Jørgensen, Silje F; Buechner, Jochen; Myhre, Anders E; Galteland, Eivind; Spetalen, Signe; Kulseth, Mari Ann; Sorte, Hanne S; Holla, Øystein L; Lundman, Emma; Alme, Charlotte; Heier, Ingvild; Flægstad, Trond; Fløisand, Yngvar; Benneche, Andreas; Fevang, Børre; Aukrust, Pål; Stray-Pedersen, Asbjørg; Gedde-Dahl, Tobias; Nordøy, Ingvild.
Afiliação
  • Jørgensen SF; Section of Clinical Immunology and Infectious Diseases, Department of Rheumatology, Dermatology and Infectious Diseases, Oslo University Hospital, Rikshospitalet, Oslo, Norway. s.f.jorgensen@medisin.uio.no.
  • Buechner J; Research Institute of Internal Medicine, Division of Surgery, Inflammatory Diseases and Transplantation, Oslo University Hospital, Rikshospitalet, Oslo, Norway. s.f.jorgensen@medisin.uio.no.
  • Myhre AE; Department of Paediatric Haematology and Oncology, Division of Paediatric and Adolescent Medicine, Oslo University Hospital, Oslo, Norway.
  • Galteland E; Department of Haematology, Oslo University Hospital, Oslo, Norway.
  • Spetalen S; Department of Haematology, Oslo University Hospital, Oslo, Norway.
  • Kulseth MA; Department of Pathology, Oslo University Hospital, Oslo, Norway.
  • Sorte HS; Department of Medical Genetics, Oslo University Hospital, Oslo, Norway.
  • Holla ØL; Department of Medical Genetics, Oslo University Hospital, Oslo, Norway.
  • Lundman E; Department of Medical Genetics, Telemark Hospital, Skien, Norway.
  • Alme C; Norwegian National Unit for Newborn Screening, Division of Paediatric and Adolescent Medicine, Oslo University Hospital, Oslo, Norway.
  • Heier I; Department of Paediatric Haematology and Oncology, Division of Paediatric and Adolescent Medicine, Oslo University Hospital, Oslo, Norway.
  • Flægstad T; Department of Paediatric Haematology and Oncology, Division of Paediatric and Adolescent Medicine, Oslo University Hospital, Oslo, Norway.
  • Fløisand Y; Institute of Clinical Medicine, University of Tromsø, Tromsø, Norway.
  • Benneche A; Department of Paediatrics, University Hospital of North Norway, Tromsø, Norway.
  • Fevang B; Department of Haematology, The Clatterbridge Cancer Centre NHS Foundation Trust, Liverpool, UK.
  • Aukrust P; Centre for Cancer Cell Reprogramming, Institute for Cancer Research, Oslo University Hospital, Oslo, Norway.
  • Stray-Pedersen A; Department of Medical Genetics, Haukeland University Hospital, Bergen, Norway.
  • Gedde-Dahl T; Section of Clinical Immunology and Infectious Diseases, Department of Rheumatology, Dermatology and Infectious Diseases, Oslo University Hospital, Rikshospitalet, Oslo, Norway.
  • Nordøy I; Research Institute of Internal Medicine, Division of Surgery, Inflammatory Diseases and Transplantation, Oslo University Hospital, Rikshospitalet, Oslo, Norway.
J Clin Immunol ; 42(2): 404-420, 2022 02.
Article em En | MEDLINE | ID: mdl-34893945
ABSTRACT

PURPOSE:

GATA2 deficiency is a rare primary immunodeficiency that has become increasingly recognized due to improved molecular diagnostics and clinical awareness.

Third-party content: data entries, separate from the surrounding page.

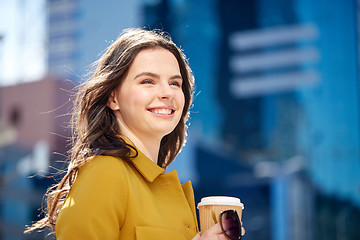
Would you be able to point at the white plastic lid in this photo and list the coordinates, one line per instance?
(220, 200)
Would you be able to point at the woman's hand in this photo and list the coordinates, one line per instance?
(214, 233)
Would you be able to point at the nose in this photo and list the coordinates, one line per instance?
(166, 92)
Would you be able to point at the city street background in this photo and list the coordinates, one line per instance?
(275, 120)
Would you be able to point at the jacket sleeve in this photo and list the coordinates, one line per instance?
(96, 204)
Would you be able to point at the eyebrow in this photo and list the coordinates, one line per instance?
(154, 75)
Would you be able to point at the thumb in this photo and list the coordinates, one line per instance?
(197, 237)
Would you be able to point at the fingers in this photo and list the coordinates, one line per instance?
(213, 233)
(197, 237)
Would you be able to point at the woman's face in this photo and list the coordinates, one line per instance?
(150, 100)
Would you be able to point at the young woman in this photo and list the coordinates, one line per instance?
(129, 123)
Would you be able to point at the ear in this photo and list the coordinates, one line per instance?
(112, 101)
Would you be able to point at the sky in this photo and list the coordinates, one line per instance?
(23, 42)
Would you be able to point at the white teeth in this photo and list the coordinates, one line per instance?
(162, 111)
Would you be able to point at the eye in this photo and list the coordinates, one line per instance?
(147, 81)
(176, 83)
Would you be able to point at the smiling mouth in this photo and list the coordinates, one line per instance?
(162, 111)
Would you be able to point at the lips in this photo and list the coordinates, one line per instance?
(167, 111)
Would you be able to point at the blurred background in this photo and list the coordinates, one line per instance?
(275, 119)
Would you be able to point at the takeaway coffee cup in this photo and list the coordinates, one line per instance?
(216, 204)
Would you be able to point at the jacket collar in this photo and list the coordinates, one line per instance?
(147, 168)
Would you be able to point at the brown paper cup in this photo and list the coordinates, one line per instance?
(217, 204)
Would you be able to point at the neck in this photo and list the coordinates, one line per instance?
(149, 146)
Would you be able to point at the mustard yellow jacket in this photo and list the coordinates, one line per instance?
(115, 199)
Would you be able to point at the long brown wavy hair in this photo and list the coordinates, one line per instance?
(94, 126)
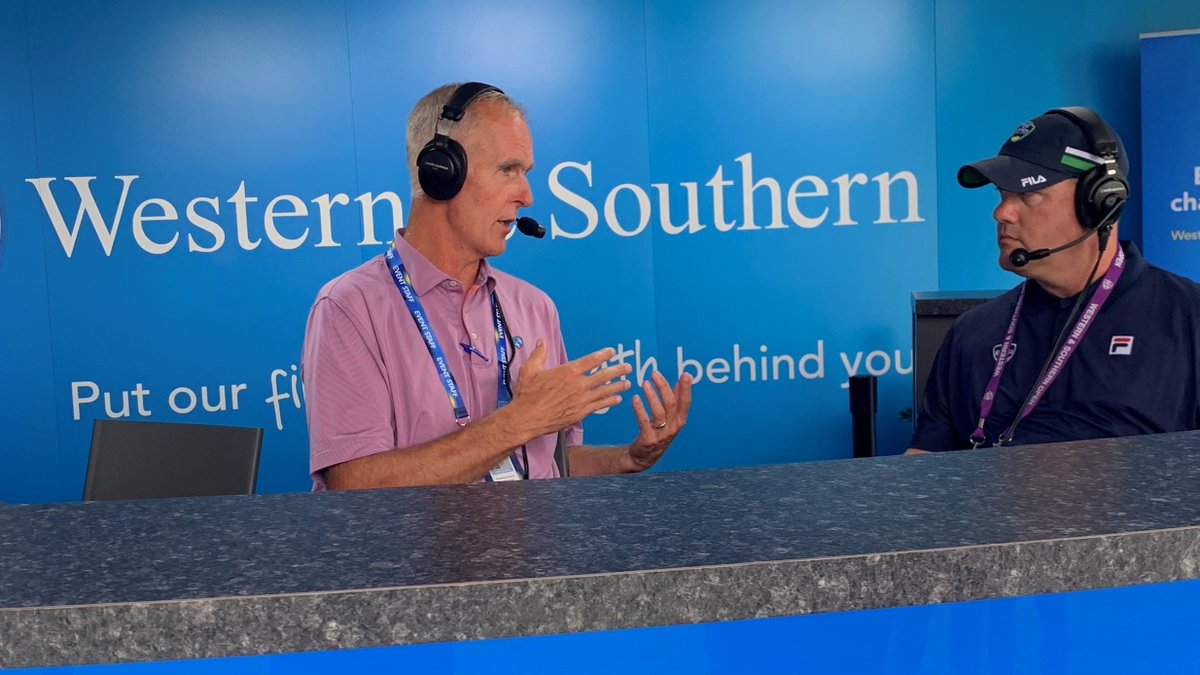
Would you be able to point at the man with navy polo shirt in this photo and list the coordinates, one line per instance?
(1096, 342)
(427, 365)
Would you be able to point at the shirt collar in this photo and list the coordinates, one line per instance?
(425, 275)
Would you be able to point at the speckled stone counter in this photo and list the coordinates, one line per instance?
(172, 579)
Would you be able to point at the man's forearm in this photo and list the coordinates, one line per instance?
(600, 460)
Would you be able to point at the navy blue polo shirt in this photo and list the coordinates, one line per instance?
(1137, 370)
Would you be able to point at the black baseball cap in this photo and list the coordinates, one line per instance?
(1041, 153)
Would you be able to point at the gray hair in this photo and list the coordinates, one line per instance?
(424, 119)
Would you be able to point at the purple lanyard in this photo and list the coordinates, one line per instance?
(1099, 297)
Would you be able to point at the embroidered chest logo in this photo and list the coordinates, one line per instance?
(1008, 357)
(1121, 346)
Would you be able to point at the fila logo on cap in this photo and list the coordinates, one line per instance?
(1121, 346)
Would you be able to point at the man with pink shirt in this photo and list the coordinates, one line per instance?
(426, 365)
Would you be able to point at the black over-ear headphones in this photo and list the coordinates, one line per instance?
(442, 163)
(1103, 190)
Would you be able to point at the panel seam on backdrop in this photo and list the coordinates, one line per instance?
(937, 157)
(60, 452)
(649, 165)
(349, 75)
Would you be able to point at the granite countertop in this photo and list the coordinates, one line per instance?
(167, 579)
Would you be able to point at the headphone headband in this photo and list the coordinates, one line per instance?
(1099, 133)
(462, 97)
(442, 163)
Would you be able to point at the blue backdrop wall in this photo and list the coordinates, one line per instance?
(743, 191)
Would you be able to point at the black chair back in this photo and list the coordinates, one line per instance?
(138, 460)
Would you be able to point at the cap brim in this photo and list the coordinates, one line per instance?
(1011, 174)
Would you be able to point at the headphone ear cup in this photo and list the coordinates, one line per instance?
(442, 168)
(1098, 193)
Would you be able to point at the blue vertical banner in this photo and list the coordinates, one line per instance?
(723, 190)
(1170, 137)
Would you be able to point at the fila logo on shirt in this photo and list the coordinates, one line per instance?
(1008, 357)
(1121, 346)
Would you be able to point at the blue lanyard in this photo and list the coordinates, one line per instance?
(462, 418)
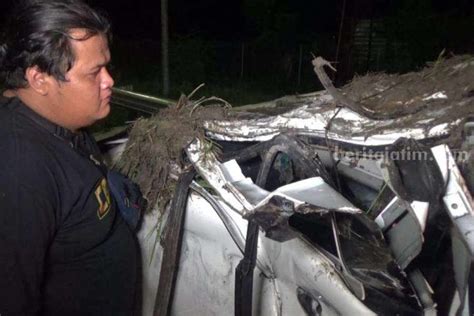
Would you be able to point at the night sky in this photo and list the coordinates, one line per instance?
(279, 35)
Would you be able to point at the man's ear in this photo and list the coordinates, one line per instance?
(39, 81)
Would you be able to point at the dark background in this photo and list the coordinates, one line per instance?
(252, 50)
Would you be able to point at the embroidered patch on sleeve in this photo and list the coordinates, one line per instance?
(103, 198)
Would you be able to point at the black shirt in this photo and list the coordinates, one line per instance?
(64, 248)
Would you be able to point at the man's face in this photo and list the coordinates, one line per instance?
(84, 98)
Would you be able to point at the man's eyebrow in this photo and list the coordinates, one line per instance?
(101, 65)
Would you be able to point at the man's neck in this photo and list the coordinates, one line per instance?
(40, 105)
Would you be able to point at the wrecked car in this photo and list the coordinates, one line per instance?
(316, 204)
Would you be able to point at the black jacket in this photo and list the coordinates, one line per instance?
(64, 249)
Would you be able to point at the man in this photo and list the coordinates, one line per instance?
(64, 248)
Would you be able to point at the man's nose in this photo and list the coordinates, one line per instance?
(107, 80)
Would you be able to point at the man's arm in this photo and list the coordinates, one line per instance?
(27, 221)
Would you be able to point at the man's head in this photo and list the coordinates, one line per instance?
(54, 56)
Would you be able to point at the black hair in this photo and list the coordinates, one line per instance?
(37, 33)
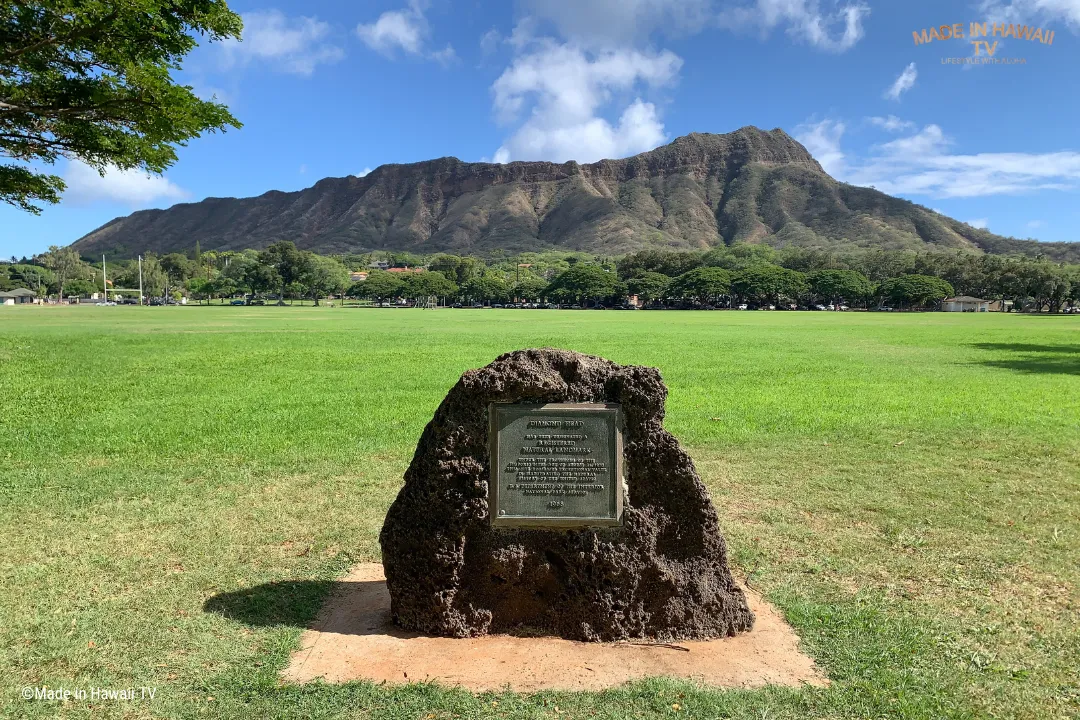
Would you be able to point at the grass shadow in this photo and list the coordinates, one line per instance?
(1035, 358)
(293, 602)
(340, 607)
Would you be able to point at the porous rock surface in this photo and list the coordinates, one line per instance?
(663, 574)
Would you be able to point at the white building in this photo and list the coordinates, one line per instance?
(964, 303)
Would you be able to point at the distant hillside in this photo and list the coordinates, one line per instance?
(699, 191)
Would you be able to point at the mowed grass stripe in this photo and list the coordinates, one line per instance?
(904, 487)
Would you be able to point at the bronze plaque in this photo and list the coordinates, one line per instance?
(555, 465)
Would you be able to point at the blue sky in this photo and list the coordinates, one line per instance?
(334, 89)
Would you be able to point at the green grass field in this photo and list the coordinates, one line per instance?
(904, 487)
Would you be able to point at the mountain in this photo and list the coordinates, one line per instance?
(699, 191)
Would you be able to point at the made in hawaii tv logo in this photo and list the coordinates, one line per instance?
(987, 40)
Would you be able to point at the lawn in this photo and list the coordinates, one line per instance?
(904, 487)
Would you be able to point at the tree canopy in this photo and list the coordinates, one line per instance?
(915, 290)
(586, 283)
(90, 80)
(837, 285)
(768, 283)
(701, 284)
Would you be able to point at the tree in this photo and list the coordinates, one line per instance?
(288, 263)
(457, 269)
(649, 286)
(530, 287)
(91, 81)
(486, 288)
(666, 262)
(64, 262)
(177, 267)
(78, 287)
(915, 290)
(586, 283)
(428, 284)
(154, 279)
(834, 286)
(380, 285)
(768, 283)
(702, 284)
(324, 275)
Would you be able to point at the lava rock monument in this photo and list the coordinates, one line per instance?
(545, 497)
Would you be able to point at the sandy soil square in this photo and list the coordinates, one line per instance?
(353, 639)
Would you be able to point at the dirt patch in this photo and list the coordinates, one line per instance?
(353, 639)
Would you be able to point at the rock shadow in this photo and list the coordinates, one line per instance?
(341, 607)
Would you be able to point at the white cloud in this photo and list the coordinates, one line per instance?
(892, 123)
(927, 141)
(406, 30)
(903, 83)
(445, 56)
(130, 187)
(489, 41)
(802, 19)
(567, 89)
(609, 24)
(1040, 11)
(921, 164)
(823, 141)
(289, 44)
(394, 29)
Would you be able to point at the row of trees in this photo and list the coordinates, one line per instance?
(724, 276)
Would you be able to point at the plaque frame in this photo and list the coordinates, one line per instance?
(553, 522)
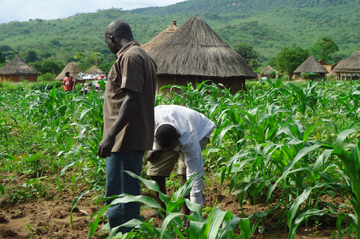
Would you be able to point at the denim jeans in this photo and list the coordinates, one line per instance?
(118, 182)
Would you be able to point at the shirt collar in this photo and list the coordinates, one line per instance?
(127, 47)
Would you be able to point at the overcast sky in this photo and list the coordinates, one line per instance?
(23, 10)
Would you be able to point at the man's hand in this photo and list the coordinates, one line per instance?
(105, 147)
(153, 155)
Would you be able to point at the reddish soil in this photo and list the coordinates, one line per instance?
(49, 216)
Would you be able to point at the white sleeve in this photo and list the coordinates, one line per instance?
(194, 164)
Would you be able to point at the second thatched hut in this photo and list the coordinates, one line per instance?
(163, 36)
(311, 65)
(195, 53)
(17, 71)
(94, 70)
(349, 68)
(72, 67)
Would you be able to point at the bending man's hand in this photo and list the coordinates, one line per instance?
(105, 147)
(152, 155)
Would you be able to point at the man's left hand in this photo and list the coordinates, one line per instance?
(105, 147)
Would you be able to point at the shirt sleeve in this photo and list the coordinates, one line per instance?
(132, 72)
(194, 164)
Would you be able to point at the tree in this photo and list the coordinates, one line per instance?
(248, 53)
(288, 59)
(96, 56)
(323, 48)
(47, 66)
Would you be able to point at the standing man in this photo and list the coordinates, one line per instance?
(128, 119)
(181, 134)
(68, 82)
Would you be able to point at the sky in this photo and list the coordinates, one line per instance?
(23, 10)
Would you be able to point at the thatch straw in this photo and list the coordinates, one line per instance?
(350, 64)
(72, 67)
(195, 49)
(18, 67)
(94, 70)
(311, 65)
(322, 62)
(168, 32)
(268, 70)
(332, 73)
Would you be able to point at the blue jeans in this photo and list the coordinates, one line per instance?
(118, 182)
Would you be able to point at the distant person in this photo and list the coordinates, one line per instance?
(181, 134)
(128, 119)
(68, 81)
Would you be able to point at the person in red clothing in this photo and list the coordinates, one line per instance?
(68, 82)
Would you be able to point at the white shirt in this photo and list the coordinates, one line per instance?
(193, 127)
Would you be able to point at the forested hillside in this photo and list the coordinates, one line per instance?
(268, 25)
(240, 6)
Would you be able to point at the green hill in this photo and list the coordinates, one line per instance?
(268, 25)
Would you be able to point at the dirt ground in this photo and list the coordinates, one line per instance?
(49, 217)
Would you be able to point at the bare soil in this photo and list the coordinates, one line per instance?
(49, 216)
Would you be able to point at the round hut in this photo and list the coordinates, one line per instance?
(268, 72)
(168, 32)
(72, 67)
(349, 68)
(17, 70)
(94, 70)
(195, 53)
(311, 65)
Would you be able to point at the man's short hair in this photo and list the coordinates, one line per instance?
(165, 135)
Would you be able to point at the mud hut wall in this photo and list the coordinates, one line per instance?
(18, 78)
(349, 76)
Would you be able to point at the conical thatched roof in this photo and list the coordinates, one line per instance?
(18, 67)
(311, 65)
(168, 32)
(332, 73)
(268, 70)
(322, 62)
(72, 67)
(195, 49)
(350, 64)
(94, 70)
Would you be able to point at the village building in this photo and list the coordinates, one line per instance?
(168, 32)
(71, 67)
(311, 65)
(17, 71)
(328, 67)
(349, 68)
(194, 53)
(94, 70)
(268, 72)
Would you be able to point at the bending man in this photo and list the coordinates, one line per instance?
(181, 134)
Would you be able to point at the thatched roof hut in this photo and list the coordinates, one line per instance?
(94, 70)
(195, 53)
(268, 72)
(72, 67)
(326, 65)
(349, 68)
(168, 32)
(311, 65)
(17, 70)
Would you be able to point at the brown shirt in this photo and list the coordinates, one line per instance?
(133, 70)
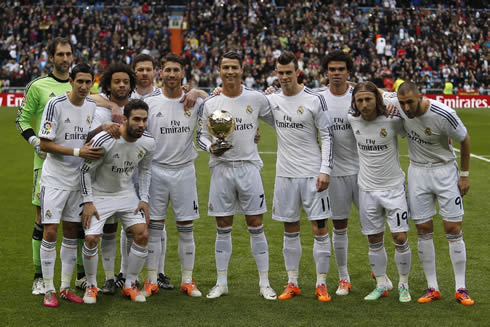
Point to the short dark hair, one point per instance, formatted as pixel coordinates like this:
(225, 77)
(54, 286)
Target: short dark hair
(172, 57)
(134, 104)
(142, 57)
(231, 55)
(288, 57)
(338, 55)
(54, 43)
(368, 87)
(105, 81)
(407, 87)
(81, 68)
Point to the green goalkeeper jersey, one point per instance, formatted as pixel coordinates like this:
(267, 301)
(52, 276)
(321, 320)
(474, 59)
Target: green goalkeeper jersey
(36, 94)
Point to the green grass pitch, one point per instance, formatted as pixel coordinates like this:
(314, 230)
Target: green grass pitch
(243, 306)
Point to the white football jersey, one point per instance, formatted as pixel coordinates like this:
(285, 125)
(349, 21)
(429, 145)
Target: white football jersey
(173, 129)
(377, 144)
(246, 108)
(67, 125)
(429, 136)
(112, 174)
(346, 159)
(298, 120)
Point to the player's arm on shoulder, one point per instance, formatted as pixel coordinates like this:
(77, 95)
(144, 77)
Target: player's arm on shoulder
(100, 101)
(265, 113)
(203, 139)
(464, 176)
(111, 128)
(190, 98)
(144, 172)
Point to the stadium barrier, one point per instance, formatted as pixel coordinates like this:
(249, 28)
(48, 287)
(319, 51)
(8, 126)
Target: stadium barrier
(453, 101)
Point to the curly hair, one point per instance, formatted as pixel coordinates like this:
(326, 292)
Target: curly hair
(105, 81)
(368, 87)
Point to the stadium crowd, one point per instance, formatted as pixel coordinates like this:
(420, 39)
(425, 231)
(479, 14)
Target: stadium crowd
(388, 39)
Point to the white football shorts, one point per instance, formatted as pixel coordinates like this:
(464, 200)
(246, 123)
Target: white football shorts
(236, 185)
(377, 206)
(177, 185)
(57, 205)
(117, 207)
(343, 191)
(290, 194)
(428, 183)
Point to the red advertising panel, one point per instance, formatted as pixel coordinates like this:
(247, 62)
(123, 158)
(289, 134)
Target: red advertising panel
(462, 101)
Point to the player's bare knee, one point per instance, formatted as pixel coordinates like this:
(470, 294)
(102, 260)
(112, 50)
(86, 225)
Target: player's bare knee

The only cure for GATA2 deficiency is allogeneic hematopoietic stem cell transplantation (allo-HSCT). The inconsistency of genotype-phenotype correlations makes the decision regarding "who and when" to transplant challenging. Despite considerable morbidity and mortality, the reported proportion of patients with GATA2 deficiency that has undergone allo-HSCT is low (~ 35%). The purpose of this study was to explore if detailed clinical, genetic, and bone marrow characteristics could predict end-point outcome, i.e., death and allo-HSCT.

METHODS:

All medical genetics departments in Norway were contacted to identify GATA2 deficient individuals. Clinical information, genetic variants, treatment, and outcome were subsequently retrieved from the patients' medical records.

RESULTS:

Between 2013 and 2020, we identified 10 index cases or probands, four additional symptomatic patients, and no asymptomatic patients with germline GATA2 variants. These patients had a diverse clinical phenotype dominated by cytopenia (13/14), myeloid neoplasia (10/14), warts (8/14), and hearing loss (7/14). No valid genotype-phenotype correlations were found in our data set, and the phenotypes varied also within families. We found that 11/14 patients (79%), with known GATA2 deficiency, had already undergone allo-HSCT. In addition, one patient is awaiting allo-HSCT. The indications to perform allo-HSCT were myeloid neoplasia, disseminated viral infection, severe obliterating bronchiolitis, and/or HPV-associated in situ carcinoma. Two patients died, 8 months and 7 years after allo-HSCT, respectively.

CONCLUSION:

Our main conclusion is that the majority of patients with symptomatic GATA2 deficiency will need allo-HSCT, and a close surveillance of these patients is important to find the "optimal window" for allo-HSCT. We advocate a more offensive approach to allo-HSCT than previously described.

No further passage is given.